I broke mine open, but that may not be necessary. I'm not sure. I know you can remove the spark wheel without breaking anything. Then you can remove the lever you operate with your thumb. Then I think you can unscrew the burner.

I think the important thing is to get an adjustable flame lighter. The Bic is non-adjustable which makes it simpler and the Bic has no o-rings. Also the rubber tipped tube is bigger in the Bic. The rubber would never fit my older Windlite, but maybe it could be used in my newer one.


----------



## Roy82 (May 6, 2006)

Hrmm, my Windlite has Woodbridge NJ stamped on the bottom. I just read your post again...no spring :huh2:. I thought I was careful, so maybe I never lost a spring then...


----------



## eluminator (May 6, 2006)

Roy82 said:


> Hrmm, my Windlite has Woodbridge NJ stamped on the bottom. I just read your post again...no spring :huh2:. I thought I was careful, so maybe I never lost a spring then...



It's a good thing you read it, or you'd still be crawling around on the floor.


----------



## Roy82 (May 6, 2006)

Indeed! I even went through the rubbish bin. 

Thanks for all the tips :goodjob:


----------



## eluminator (May 6, 2006)

Here's a picture I found on the internet of a Calico lighter apparently sold by Ace hardware.

Mine was plain purple. Your color may vary.


----------



## cy (May 6, 2006)

thanks, will be rooting around Kmart and Ace for a calico. already torn apart several disosable lighter with no luck on correct sizing.


----------



## eluminator (May 9, 2006)

I had to check all the unused checkout aisles at Kmart. They were there, near the Ronson butane. You get a package of 3 for $1.79.







This isn't helping me much though. I see two problems with the Windlite. It seems the inlet valve (fill valve) is impossible to disassemble. So if it's leaking, you are up the creek. The inlet valve on my almost new Woodbridge model leaks, so I replaced it with the one from my old, well used, Windlite.

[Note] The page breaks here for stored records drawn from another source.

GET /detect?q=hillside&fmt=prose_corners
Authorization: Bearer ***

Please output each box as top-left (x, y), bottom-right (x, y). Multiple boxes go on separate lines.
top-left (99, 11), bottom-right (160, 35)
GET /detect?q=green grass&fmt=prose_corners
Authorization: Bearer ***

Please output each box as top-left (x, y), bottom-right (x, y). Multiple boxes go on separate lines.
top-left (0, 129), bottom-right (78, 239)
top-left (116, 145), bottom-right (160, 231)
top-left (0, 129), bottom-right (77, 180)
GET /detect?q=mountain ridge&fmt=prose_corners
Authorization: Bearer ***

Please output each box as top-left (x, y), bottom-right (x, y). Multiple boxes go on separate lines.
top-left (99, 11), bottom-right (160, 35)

The other problem I have with the Windlites is the difficulty replacing the rubber on the tip of the tube or rod. It couldn't have been designed worse. If you want to see how the rubber tipped tube should be designed, take a look at the Calico.


----------



## eluminator (May 15, 2006)

I can now refill the Windlite without leaking butane. I slip about ¾ inch of small rubber hose over the nozzle of the butane can. A little water as a lubricant helps. I use windshield washer hose for my '94 Plymouth. It has a thinner wall than some windshield washer hose.


----------



## eluminator (May 15, 2006)

I fixed my "Woodbridge NJ" model Windlite. No more leaks. The problem with the Windlites is it's almost impossible to mount the rubber on the end of the rod. 

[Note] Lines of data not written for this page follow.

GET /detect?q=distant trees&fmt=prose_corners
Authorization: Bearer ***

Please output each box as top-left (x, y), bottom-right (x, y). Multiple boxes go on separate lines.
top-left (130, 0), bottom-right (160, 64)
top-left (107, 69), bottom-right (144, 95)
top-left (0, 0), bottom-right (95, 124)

The Calico disposable lighter has a tube that's easy to mount the rubber tip to. Fortunately the lower end of the Calico tube, where the rubber is, has the same diameter as the rod in the "Woodbridge" Windlite. So I used the Calico tube in the Windlite. 

The upper portion of the Calico tube has a bigger diameter but I found I could turn it down with a makeshift lathe. I put the lower end of the tube in a drill chuck. I had to tighten it carefully so the end wouldn't be crushed. I mounted a file in a small vise, held the drill in my hands, and ground the tube down. If I had a way to mount the drill, I could have done it that way, by holding the file in my hand.

High precision is not required here. It's only necessary that the upper part of the tube passes easily through the adjusting nut.

The Calico tube is shorter than the Windlite rod. I expected I would have to extend it, but I didn't need to. 

The Calico tube can't be used in my "int' nat'l pat's" model because that rod has a smaller diameter.








From left to right:
1: Original Calico tube.
2: Calico tube turned down for use in the "Woodbridge" Windlite.
3: Original "Woodbridge" rod.
4: Rod from the "int' nat'l pat's" valve showing the smaller diameter.


----------



## chaka (May 16, 2006)

maybe this can be useful: Ronson Repair


----------



## eluminator (May 17, 2006)

I finally figured out how to fix the rubber tip on the old "int' nat'l pat's" outlet valve. That's the one that has the thin brass tube. 

The rubber tip from the Calico would do the job but the hole in the end of the tube was too shallow. So I drilled it deeper. Now the Calico tip slips right in and gives a good seal. 

Ideally you would want to use a drill that makes a snug hole so the rubber tip won't fall out when you disassemble it. I'm not sure of the drill size, but it's somewhere around a #57. I wouldn't drill it too deeply. It's probably best that the rubber bottoms out in the hole rather than depending on the "flange" to keep it from going in too far.

After the rubber is inserted, the "flange" around the top has too large a diameter, but it is easily trimmed down with a razor blade so it's diameter is no bigger than the brass tube.


----------